The Class M-2 and Class B Certificates are not "mortgage related securities" for
purposes of SMMEA because such Certificates are not rated in one of the two highest
rating categories by a nationally recognized rating agency.
TAX STATUS: For federal income tax purposes, the Trust Estate will be treated as one or more real
estate mortgage investment conduits (each, a "REMIC"). The Class A, Class M and Class
B Certificates will constitute "regular interests" in a REMIC for federal income tax
purposes. The Class R Certificates will be treated as the sole class of "residual
interests" in each REMIC for federal income tax purposes.
OPTIONAL TERMINATION: The Servicer may exercise its right to repurchase all outstanding Contracts on or
after the date the aggregate principal balance of the outstanding Contracts is less
than 10% of the sum of the original principal balance of the Contracts.

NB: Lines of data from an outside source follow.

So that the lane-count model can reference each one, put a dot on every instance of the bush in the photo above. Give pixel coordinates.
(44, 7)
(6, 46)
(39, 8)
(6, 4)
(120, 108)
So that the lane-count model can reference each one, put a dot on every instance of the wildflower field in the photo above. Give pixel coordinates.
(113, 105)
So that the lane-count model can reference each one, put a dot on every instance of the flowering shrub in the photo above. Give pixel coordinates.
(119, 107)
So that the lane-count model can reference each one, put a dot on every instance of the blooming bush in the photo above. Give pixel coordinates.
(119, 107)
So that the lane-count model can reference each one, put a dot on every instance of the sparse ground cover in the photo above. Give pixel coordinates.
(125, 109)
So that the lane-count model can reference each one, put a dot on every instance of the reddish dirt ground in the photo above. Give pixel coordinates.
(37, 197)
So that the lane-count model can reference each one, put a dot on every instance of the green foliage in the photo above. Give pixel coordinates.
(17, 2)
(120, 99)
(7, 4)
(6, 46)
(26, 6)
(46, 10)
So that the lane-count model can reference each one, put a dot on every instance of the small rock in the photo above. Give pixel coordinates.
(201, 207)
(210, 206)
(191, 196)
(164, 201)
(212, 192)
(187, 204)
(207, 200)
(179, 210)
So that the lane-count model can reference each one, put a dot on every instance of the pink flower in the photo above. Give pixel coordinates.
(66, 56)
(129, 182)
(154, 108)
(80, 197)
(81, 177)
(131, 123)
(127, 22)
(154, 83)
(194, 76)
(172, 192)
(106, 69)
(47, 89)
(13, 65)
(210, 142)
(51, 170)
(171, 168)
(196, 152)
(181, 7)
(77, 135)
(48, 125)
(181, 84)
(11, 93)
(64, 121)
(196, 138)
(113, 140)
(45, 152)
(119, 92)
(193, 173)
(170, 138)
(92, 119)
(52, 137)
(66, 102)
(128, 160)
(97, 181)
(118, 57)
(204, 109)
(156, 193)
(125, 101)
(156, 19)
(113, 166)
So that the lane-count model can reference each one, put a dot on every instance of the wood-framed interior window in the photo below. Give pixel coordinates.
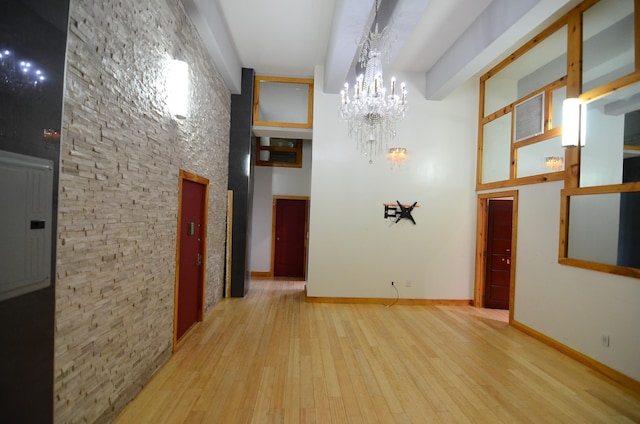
(600, 65)
(520, 119)
(274, 151)
(283, 102)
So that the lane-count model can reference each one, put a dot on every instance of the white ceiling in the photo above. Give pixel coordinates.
(446, 41)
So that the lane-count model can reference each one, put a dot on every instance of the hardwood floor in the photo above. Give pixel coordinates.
(272, 358)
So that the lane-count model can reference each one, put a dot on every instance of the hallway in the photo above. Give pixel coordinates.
(271, 357)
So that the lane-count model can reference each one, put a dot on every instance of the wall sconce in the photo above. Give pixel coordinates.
(571, 128)
(397, 155)
(553, 163)
(178, 88)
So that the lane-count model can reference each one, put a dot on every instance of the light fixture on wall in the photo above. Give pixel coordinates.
(397, 155)
(371, 112)
(553, 163)
(178, 88)
(571, 121)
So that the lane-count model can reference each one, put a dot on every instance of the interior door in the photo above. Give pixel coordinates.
(190, 260)
(498, 254)
(290, 238)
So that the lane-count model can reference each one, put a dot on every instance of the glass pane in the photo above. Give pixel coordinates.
(540, 66)
(496, 149)
(540, 158)
(608, 42)
(604, 228)
(283, 102)
(593, 227)
(557, 97)
(284, 157)
(609, 122)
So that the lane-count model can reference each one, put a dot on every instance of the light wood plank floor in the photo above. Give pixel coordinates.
(272, 358)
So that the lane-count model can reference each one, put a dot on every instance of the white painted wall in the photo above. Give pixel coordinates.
(353, 250)
(270, 181)
(571, 305)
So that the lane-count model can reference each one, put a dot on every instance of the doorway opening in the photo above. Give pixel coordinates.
(496, 236)
(191, 253)
(289, 236)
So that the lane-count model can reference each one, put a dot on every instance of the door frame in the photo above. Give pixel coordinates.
(185, 175)
(273, 231)
(481, 243)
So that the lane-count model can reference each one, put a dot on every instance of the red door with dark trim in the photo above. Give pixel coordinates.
(190, 274)
(289, 254)
(498, 256)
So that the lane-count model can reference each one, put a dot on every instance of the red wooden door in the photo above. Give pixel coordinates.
(498, 257)
(190, 256)
(289, 253)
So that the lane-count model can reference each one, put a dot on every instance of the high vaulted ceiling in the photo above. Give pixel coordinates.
(446, 42)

EXPECTED PRICING SPEED: 200% MHP
STRUCTURE
CREDIT ENHANCEMENT: The credit enhancement is provided by subordinated classes and two Letters of Credit
issued by GreenPoint Bank and First Union National Bank.
The primary credit support for the Class A Certificates is the subordination of the
Class M, Class B, Class R Certificates and the Letters of Credit; for the Class M-1
Certificates is the subordination of the Class M-2, Class B, Class R Certificates and
the Letters of Credit; for the Class M-2 Certificates is the subordination of the
Class B, Class R Certificates and the Letters of Credit; and for the Class B
Certificates is the subordination of the Class R Certificates and the Letter of
Credit from GreenPoint Bank.
The Letter of Credit issued by GreenPoint Bank provides 12% of credit enhancement.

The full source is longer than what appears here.